Convém pensar um pouco no que significa e implica “projecção internacional” e “prestígio internacional” da língua no linguajar dos políticos (da política e da língua): é que se o problema se resume a contar e a exibir milhões de falantes (face aos milhões de outras línguas), então está-se, no limite, a pensar na língua em termos imperiais, o que, no tempo em que vivemos, não faz qualquer sentido. Note-se, a propósito dos milhões que falam português no mundo, que a maioria dos mais de duzentos milhões de pessoas que supostamente são hoje luso-falantes é composta por indivíduos analfabetos ou com literacia reduzida, e que muitos desses milhões não são falantes nativos de nenhuma variedade de português. De acordo com estimativas diversas o português é a quinta, sexta, sétima ou oitava língua mais falada do mundo, a uma distância grande do inglês e do mandarim.

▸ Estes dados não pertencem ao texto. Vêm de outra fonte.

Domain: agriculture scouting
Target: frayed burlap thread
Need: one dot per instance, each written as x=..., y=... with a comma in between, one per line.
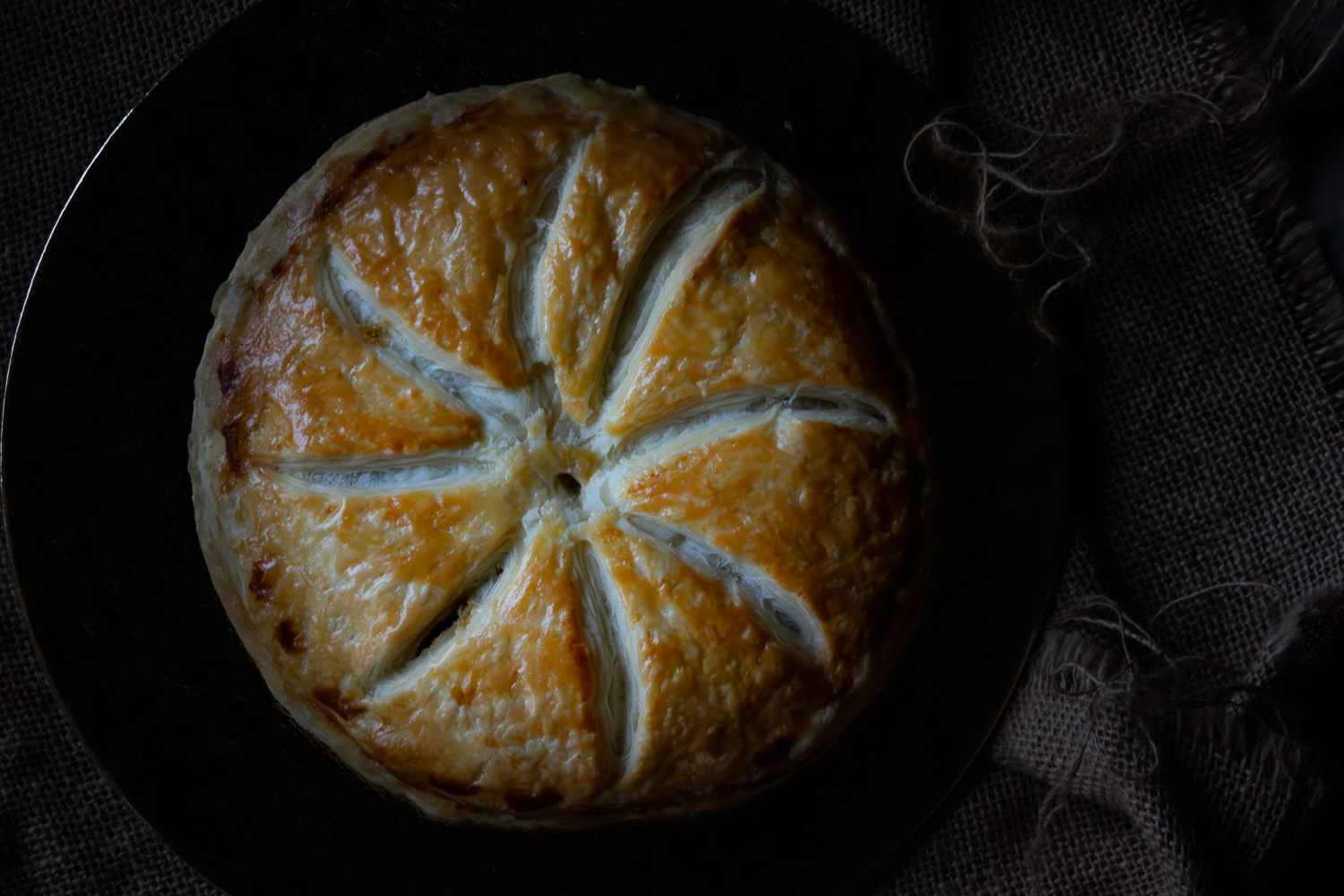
x=1145, y=750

O exame de perto da realidade linguística de países em vias de desenvolvimento nos quais se usa como língua nacional ou veicular uma língua europeia, mostra que, por detrás das estimativas monolíticas que são habitualmente divulgadas, se esconde uma realidade complexa e multi-facetada que inclui, por exemplo, diversos graus de proficiência linguística. Assim, se é certo que o português é uma língua internacional (há séculos), não é absolutamente certo que os milhões de falantes de que se fala falem todos a mesma coisa e com o mesmo grau de competência.

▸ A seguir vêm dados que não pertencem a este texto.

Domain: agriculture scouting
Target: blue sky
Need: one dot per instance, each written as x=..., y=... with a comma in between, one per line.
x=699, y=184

Facto: não há nenhum argumento de carácter linguístico, pedagógico e cultural que justifique a adopção de mais uma reforma ortográfica em Portugal, quanto mais de uma reforma tão profunda como a que agora se discute. A ortografia do português europeu sofreu desafortunadamente ao longo do século XX diversas e sucessivas alterações, e continua, apesar disso, a ter problemas: a presente reforma não só não resolve os problemas existentes como cria problemas novos.
É tempo de se aceitar a ortografia como está, goste-se ou não dela. É tempo de se aceitar a estabilidade ortográfica como valor superior. Objectivamente, é-me, enquanto linguista e estudioso, absolutamente indiferente que se tirem os P’s e os C’s “mudos”, para não falar dos H’s iniciais inorgânicos, que também se podia ter tirado. Não me é indiferente, no entanto, a ligeireza com que o sistema grafémico da língua portuguesa tem sido tratado em Portugal, não me é indiferente a ausência de argumentos grafémicos e linguísticos sólidos para se reformar novamente a nossa ortografia, e não me é indiferente a instabilidade e a insegurança ortográficas introduzidas pelo Acordo Ortográfico. Ou seja, o facto de se poder alterar alguma coisa ou de se achar que se deve alterar não justifica por si só que se o faça: a ortografia não existe no vazio, e não é propriedade de linguistas, filólogos, políticos, academias, universidades, governos ou partidos.
Facto: se é certo que a generalidade dos argumentos de suposta base linguística a favor de uma nova reforma é facilmente contraditada, donde resulta que o Acordo Ortográfico se apoia exclusivamente em argumentos de base política (e económica), mais certo é que, mesmo com argumentos técnicos bons ou até excelentes, os valores da estabilidade e da continuidade culturais são incontornáveis e deveriam pesar mais.